Another exceptional feature of chromosome 19 is that it has the highest GC content of all human chromosomes (75% in the fourfold degenerate positions of exons versus an average of 55%) (Castresana 2002b; Saccone et al. 2002). Isochores with a high GC content have recently been shown to increase DNA bendability and consequently ease the transition from nucleosome-wrapped to extended DNA (Anselmi et al. 2000; Vinogradov 2003). This in turn would favor the interaction of DNA binding proteins, such as transcription factors, with the DNA helix and therefore an active transcription of genes. In fact, it is known that chromosome 19 has the highest levels of transcription of the genome (Caron et al. 2001). In rodents there is not such a large region with a high GC content. The human-like isochoric organization, highly fluctuant between very low and very high GC content, seems to be ancestral in mammals (Bernardi 2000a,b; Galtier and Mouchiroud 1998). Thus, it is likely that a reduction of GC content occurred in this part of the mouse genome rather than an increase in GC in certain regions of the human genome. In this respect, it is also possible to think that the reduction of GC content occurred concomitantly with the disruption of the cluster of DNA binding proteins in the mouse genome, since both the gene cluster and the extremely high GC content affect the same genomic regions. Meanwhile, the primate lineage has maintained both the cluster of genes coding for DNA binding proteins and the high accessibility to this type of proteins in chromosome 19 mediated by the high GC. This raises the question whether active transcription concentrated in certain large genomic regions is more important for primates than for rodents, but more data would be necessary to study this possibility.

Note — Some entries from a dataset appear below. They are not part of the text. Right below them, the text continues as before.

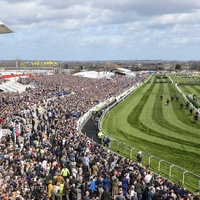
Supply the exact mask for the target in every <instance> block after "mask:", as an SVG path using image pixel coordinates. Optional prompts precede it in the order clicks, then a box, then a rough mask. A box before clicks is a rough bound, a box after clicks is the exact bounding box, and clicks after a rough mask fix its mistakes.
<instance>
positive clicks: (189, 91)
mask: <svg viewBox="0 0 200 200" xmlns="http://www.w3.org/2000/svg"><path fill="white" fill-rule="evenodd" d="M199 88H200V87H199V86H198V87H197V86H194V85H183V86H181V87H180V89H181V90H182V91H183V92H185V93H187V94H194V95H197V96H199V94H200V89H199Z"/></svg>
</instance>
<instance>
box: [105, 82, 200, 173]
mask: <svg viewBox="0 0 200 200" xmlns="http://www.w3.org/2000/svg"><path fill="white" fill-rule="evenodd" d="M160 94H163V100H160ZM171 94H174V97H175V96H176V94H178V91H177V90H176V88H175V87H174V85H173V84H172V83H153V81H151V82H148V83H146V84H144V85H143V86H142V87H141V88H139V89H138V90H137V91H135V92H134V93H133V94H132V95H131V96H129V97H128V98H126V99H125V100H124V101H123V102H121V103H120V104H118V105H117V106H116V107H115V108H113V109H112V110H111V111H110V112H109V114H107V115H106V117H105V118H104V120H103V124H102V127H103V130H104V131H105V132H106V133H107V134H108V135H109V136H111V137H112V138H115V139H117V140H119V141H121V142H124V143H126V144H128V145H130V146H132V147H134V148H137V149H140V150H142V151H143V152H146V153H149V154H151V155H154V156H157V157H159V158H161V159H164V160H166V161H168V162H171V163H173V164H175V165H177V166H180V167H182V168H185V169H187V170H189V171H191V172H193V173H195V174H197V175H200V170H199V166H200V120H199V121H198V122H197V123H194V121H193V115H192V116H191V115H190V114H189V110H187V109H186V107H185V106H184V108H183V109H181V108H180V102H181V101H183V102H185V101H184V99H183V98H182V97H181V95H180V94H179V101H176V99H175V98H174V100H173V102H172V101H171V99H170V96H171ZM167 98H169V99H170V102H169V104H168V105H167V104H166V99H167Z"/></svg>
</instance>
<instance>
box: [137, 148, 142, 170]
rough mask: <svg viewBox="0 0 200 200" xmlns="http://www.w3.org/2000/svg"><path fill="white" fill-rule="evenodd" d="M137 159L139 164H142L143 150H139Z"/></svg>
mask: <svg viewBox="0 0 200 200" xmlns="http://www.w3.org/2000/svg"><path fill="white" fill-rule="evenodd" d="M136 159H137V163H138V165H139V166H142V152H141V151H138V154H137V156H136Z"/></svg>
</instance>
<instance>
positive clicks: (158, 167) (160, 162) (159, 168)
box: [158, 160, 163, 173]
mask: <svg viewBox="0 0 200 200" xmlns="http://www.w3.org/2000/svg"><path fill="white" fill-rule="evenodd" d="M162 161H163V160H160V161H159V162H158V171H159V173H160V163H161V162H162Z"/></svg>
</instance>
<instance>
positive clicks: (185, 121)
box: [169, 84, 200, 129]
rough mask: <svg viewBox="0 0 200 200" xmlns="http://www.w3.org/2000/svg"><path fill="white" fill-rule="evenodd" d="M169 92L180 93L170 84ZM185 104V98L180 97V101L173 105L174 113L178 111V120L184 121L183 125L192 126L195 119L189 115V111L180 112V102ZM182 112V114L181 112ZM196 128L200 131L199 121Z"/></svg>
mask: <svg viewBox="0 0 200 200" xmlns="http://www.w3.org/2000/svg"><path fill="white" fill-rule="evenodd" d="M169 90H170V92H171V93H175V92H176V93H178V92H177V91H176V89H175V87H174V86H173V85H170V84H169ZM181 101H182V102H185V99H184V98H183V96H182V95H179V101H178V102H176V101H175V102H176V103H173V104H172V106H173V109H174V111H176V110H177V112H175V114H176V116H177V119H179V120H180V121H182V122H183V123H185V124H187V125H188V126H192V125H193V124H194V120H193V118H191V116H189V115H188V110H186V109H182V110H180V102H181ZM180 111H181V112H180ZM195 127H196V128H198V129H200V122H199V121H198V122H197V123H195Z"/></svg>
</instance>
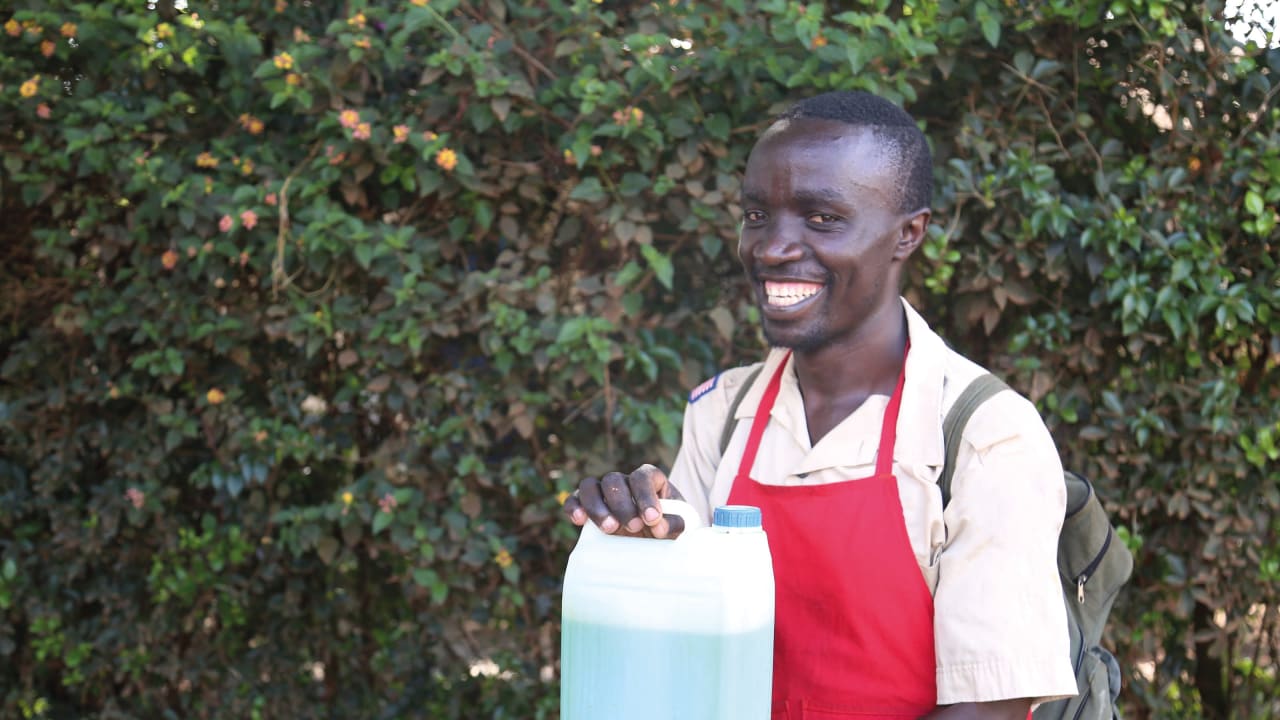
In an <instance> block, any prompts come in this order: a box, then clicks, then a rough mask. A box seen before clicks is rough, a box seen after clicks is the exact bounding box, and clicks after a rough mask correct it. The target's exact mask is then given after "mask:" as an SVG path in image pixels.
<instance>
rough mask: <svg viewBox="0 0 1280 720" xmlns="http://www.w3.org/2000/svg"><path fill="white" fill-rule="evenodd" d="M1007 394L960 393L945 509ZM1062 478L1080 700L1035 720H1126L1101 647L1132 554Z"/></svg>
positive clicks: (1065, 538) (1076, 701)
mask: <svg viewBox="0 0 1280 720" xmlns="http://www.w3.org/2000/svg"><path fill="white" fill-rule="evenodd" d="M762 368H763V365H760V366H756V368H755V369H754V370H751V373H750V374H749V375H748V378H746V380H745V382H744V383H742V384H741V386H740V387H739V391H737V395H736V396H735V397H733V402H732V404H731V405H730V409H728V416H727V419H726V421H724V428H723V430H722V432H721V456H723V455H724V451H726V448H728V441H730V438H731V437H732V434H733V428H735V425H736V424H737V423H736V421H735V420H733V415H735V414H736V413H737V407H739V406H740V405H741V404H742V397H744V396H746V391H748V388H750V387H751V384H753V383H754V382H755V378H756V377H758V375H759V374H760V370H762ZM1005 389H1009V386H1006V384H1005V383H1004V382H1002V380H1000V378H997V377H995V375H992V374H989V373H987V374H984V375H982V377H979V378H977V379H975V380H973V382H972V383H969V386H968V387H966V388H965V389H964V391H963V392H961V393H960V397H959V398H956V402H955V405H952V406H951V410H950V411H948V413H947V416H946V419H945V420H943V421H942V437H943V443H945V447H946V454H945V461H943V465H942V475H941V477H940V478H938V487H940V488H941V491H942V506H943V507H946V505H947V501H948V500H951V477H952V475H954V474H955V464H956V456H957V455H959V454H960V438H961V437H963V436H964V428H965V425H966V424H968V423H969V418H970V416H972V415H973V413H974V411H975V410H977V409H978V407H979V406H980V405H982V404H983V402H986V401H987V400H988V398H991V397H992V396H993V395H996V393H997V392H1001V391H1005ZM1062 479H1064V482H1065V483H1066V515H1065V518H1064V520H1062V529H1061V532H1060V533H1059V539H1057V571H1059V575H1060V578H1061V582H1062V598H1064V602H1065V605H1066V626H1068V632H1069V633H1070V635H1071V669H1073V670H1074V671H1075V685H1076V694H1075V697H1070V698H1064V700H1056V701H1053V702H1046V703H1043V705H1041V706H1039V707H1037V708H1036V712H1034V714H1033V720H1057V719H1069V720H1119V719H1120V714H1119V712H1117V711H1116V708H1115V701H1116V698H1117V697H1119V696H1120V664H1119V662H1116V659H1115V657H1114V656H1112V655H1111V653H1110V652H1107V651H1106V650H1105V648H1103V647H1101V646H1100V644H1098V643H1101V642H1102V626H1103V625H1105V624H1106V620H1107V616H1108V615H1110V614H1111V606H1112V605H1114V603H1115V600H1116V594H1117V593H1119V592H1120V588H1121V587H1123V585H1124V583H1125V582H1126V580H1128V579H1129V575H1130V574H1132V573H1133V555H1132V553H1130V552H1129V548H1128V547H1125V544H1124V543H1123V542H1120V539H1119V538H1116V533H1115V529H1114V528H1112V527H1111V521H1110V520H1108V519H1107V514H1106V510H1103V509H1102V503H1101V502H1100V501H1098V497H1097V495H1096V493H1094V492H1093V486H1092V484H1091V483H1089V480H1087V479H1085V478H1084V477H1083V475H1078V474H1075V473H1071V471H1065V473H1064V478H1062Z"/></svg>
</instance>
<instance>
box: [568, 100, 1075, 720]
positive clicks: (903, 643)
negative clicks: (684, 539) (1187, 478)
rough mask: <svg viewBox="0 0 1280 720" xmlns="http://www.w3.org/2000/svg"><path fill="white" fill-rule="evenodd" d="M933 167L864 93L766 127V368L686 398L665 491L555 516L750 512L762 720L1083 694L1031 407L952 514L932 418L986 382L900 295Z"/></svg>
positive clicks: (1047, 491)
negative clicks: (765, 596) (769, 635)
mask: <svg viewBox="0 0 1280 720" xmlns="http://www.w3.org/2000/svg"><path fill="white" fill-rule="evenodd" d="M931 163H932V159H931V155H929V149H928V143H927V142H925V138H924V136H923V135H922V133H920V131H919V129H918V127H916V124H915V122H914V120H913V119H911V117H910V115H908V114H906V113H904V111H902V110H901V109H899V108H897V106H895V105H893V104H891V102H888V101H886V100H883V99H879V97H876V96H873V95H867V94H856V92H833V94H827V95H820V96H817V97H813V99H809V100H805V101H803V102H800V104H797V105H796V106H794V108H792V109H791V110H788V111H787V113H786V114H783V115H782V117H781V118H780V119H778V120H777V122H776V123H774V124H773V126H771V127H769V128H768V129H767V131H765V132H764V135H763V136H762V137H760V138H759V141H758V142H756V145H755V147H754V149H753V151H751V155H750V159H749V160H748V165H746V173H745V178H744V182H742V227H741V236H740V242H739V258H740V259H741V261H742V266H744V269H745V272H746V277H748V281H749V283H750V287H751V291H753V292H754V296H755V301H756V304H758V305H759V307H760V316H762V322H763V325H764V334H765V338H767V340H768V341H769V343H771V346H772V350H771V351H769V354H768V356H767V357H765V359H764V361H763V363H758V364H755V365H750V366H745V368H735V369H731V370H726V372H724V373H721V374H719V375H717V377H714V378H712V379H710V380H708V382H707V383H704V384H703V386H700V387H699V388H698V389H695V391H694V393H692V395H691V396H690V400H689V405H687V407H686V411H685V425H684V437H682V445H681V448H680V454H678V456H677V459H676V464H675V466H673V468H672V471H671V477H669V480H668V478H667V475H666V474H663V473H662V471H660V470H658V469H657V468H654V466H652V465H645V466H641V468H639V469H636V470H635V471H631V473H609V474H605V475H604V477H602V478H586V479H584V480H582V483H581V484H580V487H579V492H577V493H575V496H572V497H570V500H568V501H567V502H566V505H564V510H566V512H567V515H568V516H570V518H571V519H572V521H573V523H576V524H580V525H581V524H584V523H586V521H588V520H591V521H594V523H595V524H598V525H599V527H600V528H602V529H604V530H605V532H609V533H630V534H643V536H650V537H657V538H662V537H671V536H673V534H676V533H678V530H680V528H678V527H676V521H675V520H673V519H671V518H667V516H663V515H662V514H660V512H659V511H658V500H659V498H662V497H680V498H684V500H686V501H687V502H690V503H691V505H694V506H695V507H696V509H698V510H699V512H701V514H703V515H704V516H709V515H710V510H712V509H713V507H714V506H717V505H723V503H742V505H755V506H759V507H760V509H762V511H763V518H764V528H765V530H767V532H768V534H769V544H771V548H772V552H773V566H774V577H776V584H777V619H776V639H774V678H773V716H774V717H780V719H801V717H806V719H837V717H854V716H856V717H863V719H867V717H886V719H888V717H922V716H929V717H1025V716H1027V714H1028V711H1029V708H1030V707H1032V706H1033V703H1036V702H1041V701H1044V700H1050V698H1055V697H1064V696H1070V694H1074V693H1075V678H1074V673H1073V669H1071V664H1070V660H1069V638H1068V633H1066V615H1065V609H1064V607H1062V594H1061V589H1060V585H1059V579H1057V574H1056V552H1057V534H1059V529H1060V525H1061V521H1062V514H1064V507H1065V501H1066V498H1065V489H1064V486H1062V469H1061V464H1060V461H1059V457H1057V451H1056V448H1055V446H1053V442H1052V438H1051V437H1050V434H1048V430H1047V429H1046V428H1044V424H1043V423H1042V420H1041V418H1039V415H1038V413H1037V411H1036V409H1034V406H1033V405H1032V404H1030V402H1028V401H1027V400H1025V398H1023V397H1020V396H1018V395H1015V393H1012V392H1001V393H998V395H996V396H995V397H992V398H991V400H989V401H987V402H986V404H983V405H982V407H980V409H979V410H978V411H977V413H975V414H974V415H973V418H972V419H970V420H969V423H968V425H966V427H965V432H964V437H963V438H961V442H960V446H959V447H960V451H959V456H957V459H956V464H955V475H954V479H952V486H951V500H950V502H948V503H947V505H946V507H943V503H942V498H941V493H940V489H938V486H937V482H938V477H940V474H941V469H942V465H943V455H945V450H943V437H942V421H943V418H945V416H946V413H947V410H948V409H950V406H951V405H952V404H954V402H955V400H956V397H957V396H959V395H960V392H961V391H963V389H964V388H965V387H966V386H968V384H969V382H972V380H973V379H974V378H977V377H979V375H982V374H984V370H983V369H982V368H979V366H978V365H975V364H973V363H970V361H969V360H966V359H964V357H963V356H960V355H957V354H956V352H954V351H952V350H951V348H948V347H947V346H946V345H945V343H943V342H942V340H941V338H940V337H938V336H937V334H936V333H934V332H933V331H932V329H929V327H928V324H927V323H925V322H924V319H922V318H920V315H919V314H916V313H915V310H913V309H911V307H910V306H909V305H908V304H906V301H905V300H902V299H901V297H900V295H899V287H900V281H901V277H902V269H904V266H905V264H906V261H908V260H909V258H910V256H911V254H913V252H914V251H915V250H916V249H918V247H919V246H920V242H922V241H923V238H924V234H925V231H927V227H928V223H929V215H931V213H929V201H931V188H932V167H931ZM735 398H740V400H739V402H736V404H735ZM726 428H728V429H730V432H731V434H730V436H728V441H727V443H726V442H722V437H723V436H724V432H726Z"/></svg>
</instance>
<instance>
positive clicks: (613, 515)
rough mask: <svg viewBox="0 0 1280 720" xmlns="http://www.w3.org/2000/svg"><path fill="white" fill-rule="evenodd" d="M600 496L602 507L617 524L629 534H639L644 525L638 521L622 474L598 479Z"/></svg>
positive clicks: (626, 482) (608, 474)
mask: <svg viewBox="0 0 1280 720" xmlns="http://www.w3.org/2000/svg"><path fill="white" fill-rule="evenodd" d="M600 495H603V496H604V505H607V506H608V509H609V514H611V515H613V518H614V519H617V521H618V524H620V525H622V527H623V528H626V529H627V532H631V533H639V532H640V530H641V529H643V528H644V523H641V521H640V519H639V512H637V511H636V503H635V501H634V500H632V498H631V487H628V486H627V477H626V475H623V474H622V473H605V474H604V475H603V477H602V478H600Z"/></svg>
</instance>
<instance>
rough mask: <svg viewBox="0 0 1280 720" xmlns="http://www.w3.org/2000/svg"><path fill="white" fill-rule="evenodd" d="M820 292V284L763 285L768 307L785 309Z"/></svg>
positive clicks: (774, 283) (786, 284)
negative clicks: (768, 304)
mask: <svg viewBox="0 0 1280 720" xmlns="http://www.w3.org/2000/svg"><path fill="white" fill-rule="evenodd" d="M820 290H822V286H820V284H814V283H774V282H767V283H764V293H765V297H767V299H768V301H769V305H773V306H774V307H787V306H791V305H795V304H796V302H800V301H801V300H805V299H808V297H813V296H814V295H817V293H818V291H820Z"/></svg>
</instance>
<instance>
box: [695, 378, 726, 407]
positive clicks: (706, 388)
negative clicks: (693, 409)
mask: <svg viewBox="0 0 1280 720" xmlns="http://www.w3.org/2000/svg"><path fill="white" fill-rule="evenodd" d="M718 383H719V374H716V375H714V377H712V379H709V380H707V382H705V383H703V384H700V386H698V387H695V388H694V391H692V392H690V393H689V404H690V405H692V404H694V402H698V401H699V400H700V398H701V397H703V396H704V395H707V393H708V392H710V391H713V389H716V386H717V384H718Z"/></svg>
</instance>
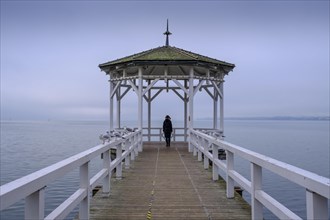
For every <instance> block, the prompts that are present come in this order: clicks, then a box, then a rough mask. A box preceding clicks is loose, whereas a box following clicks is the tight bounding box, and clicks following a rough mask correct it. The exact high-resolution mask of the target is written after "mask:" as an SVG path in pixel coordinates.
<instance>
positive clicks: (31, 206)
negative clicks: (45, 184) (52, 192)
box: [25, 187, 45, 219]
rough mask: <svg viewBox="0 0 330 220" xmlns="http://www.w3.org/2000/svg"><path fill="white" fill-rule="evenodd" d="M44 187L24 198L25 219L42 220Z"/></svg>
mask: <svg viewBox="0 0 330 220" xmlns="http://www.w3.org/2000/svg"><path fill="white" fill-rule="evenodd" d="M44 215H45V187H44V188H42V189H40V190H38V191H36V192H34V193H32V194H31V195H29V196H27V197H26V198H25V219H44Z"/></svg>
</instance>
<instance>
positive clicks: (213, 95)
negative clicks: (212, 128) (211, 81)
mask: <svg viewBox="0 0 330 220" xmlns="http://www.w3.org/2000/svg"><path fill="white" fill-rule="evenodd" d="M218 97H219V96H218V93H217V91H216V89H215V88H214V92H213V129H218Z"/></svg>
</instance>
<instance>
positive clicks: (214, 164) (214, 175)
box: [212, 144, 219, 180]
mask: <svg viewBox="0 0 330 220" xmlns="http://www.w3.org/2000/svg"><path fill="white" fill-rule="evenodd" d="M218 151H219V147H218V145H215V144H212V154H213V163H212V179H213V180H218V179H219V168H218V166H217V165H216V164H215V161H216V160H217V159H218Z"/></svg>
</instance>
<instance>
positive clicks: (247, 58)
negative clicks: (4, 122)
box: [1, 0, 329, 120]
mask: <svg viewBox="0 0 330 220" xmlns="http://www.w3.org/2000/svg"><path fill="white" fill-rule="evenodd" d="M167 18H168V19H169V22H170V31H171V32H172V33H173V34H172V35H171V37H170V45H172V46H175V47H179V48H182V49H185V50H189V51H193V52H195V53H199V54H202V55H206V56H209V57H213V58H216V59H219V60H224V61H227V62H230V63H234V64H235V65H236V68H235V69H234V71H233V72H231V73H230V74H229V75H228V76H226V78H225V80H226V82H225V116H226V117H243V116H249V117H251V116H314V115H317V116H319V115H322V116H327V115H329V1H315V0H313V1H306V0H304V1H1V119H2V120H8V119H12V120H34V119H38V120H47V119H53V120H108V105H109V104H108V99H109V98H108V95H109V94H108V93H109V92H108V91H109V85H108V82H107V80H108V77H107V76H106V75H105V73H104V72H100V70H99V68H98V64H100V63H103V62H106V61H110V60H114V59H117V58H121V57H124V56H127V55H131V54H134V53H138V52H141V51H144V50H148V49H151V48H155V47H158V46H163V45H164V44H165V37H164V35H163V32H164V31H165V27H166V19H167ZM204 96H205V97H207V96H206V95H205V94H198V95H197V97H196V101H195V113H196V116H195V117H197V118H198V117H201V118H202V117H210V116H211V115H212V103H211V100H210V98H204ZM168 102H171V103H173V105H168V104H167V103H168ZM136 103H137V102H136V95H135V94H134V93H130V94H129V95H128V96H127V97H125V100H124V101H123V106H122V111H123V117H124V118H125V119H130V118H134V117H136V115H137V114H136V113H135V109H136V108H137V105H136ZM164 114H171V115H176V117H182V115H183V105H182V103H181V101H180V100H179V99H178V98H176V97H175V96H174V95H173V94H171V93H168V94H167V93H163V94H162V95H160V97H159V98H158V99H157V100H156V101H155V102H154V106H153V118H158V117H161V118H162V117H163V116H164Z"/></svg>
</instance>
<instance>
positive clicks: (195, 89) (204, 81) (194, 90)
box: [193, 80, 205, 96]
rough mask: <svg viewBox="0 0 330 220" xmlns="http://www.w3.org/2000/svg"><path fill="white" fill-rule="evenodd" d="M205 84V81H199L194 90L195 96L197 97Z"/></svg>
mask: <svg viewBox="0 0 330 220" xmlns="http://www.w3.org/2000/svg"><path fill="white" fill-rule="evenodd" d="M204 82H205V80H201V81H199V83H198V85H197V86H196V87H195V88H194V94H193V95H194V96H195V95H196V93H197V91H198V90H199V89H200V88H201V86H202V85H203V83H204Z"/></svg>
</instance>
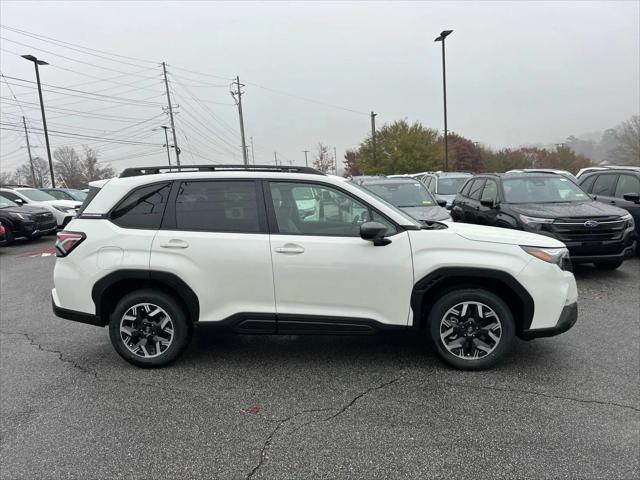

Finally, another intriguing feature of human chromosome 19 is the high rate of synonymous evolution of its genes (Castresana 2002b; Hardison et al. 2003; Lercher et al. 2001; Waterston et al. 2002), corroborated in this work by the analysis of introns (Fig. 1). In a previous work we favored the idea that the accumulation of synonymous substitution occurred mainly in the mouse lineage as a consequence of the alteration of its isochoric organization (Castresana 2002b). However, a recent comparison of 7645 human and chimpanzee genes (supplementary informationin in Clark et al. 2003) indicates that genes situated in chromosome 19 also show the highest synonymous divergence of these two genomes. Thus it is likely that the primate lineage experienced many of the substitutions measured between mouse and human. Our data indicate that the synonymous rate of genes coding for DNA binding proteins in chromosome 19 is not higher than that of other genes in this chromosome (not shown), and therefore the cause of the high rates cannot be attributed to them. Another possibility is that, if the isochoric organization has remained mainly unchanged in the primate lineage (Bernardi 2000a; Bernardi 2000b; Galtier and Mouchiroud 1998), the extremely high GC content of human chromosome 19 (rather than its alteration) is the cause of the high rates of mutation in synonymous and intron positions observed in genes of this chromosome. This in turn may be due partly to the base composition not being at equilibrium and partly to enhanced mutagenesis in high GC regions (Smith et al. 2002b). Although the evolutionary pathway that led to the peculiar features of human chromosome 19 remains speculative, the analysis of the human and mouse genomes is showing important differences in the organization of both genomes. Other mammalian genomes will be necessary to study how these differences arose.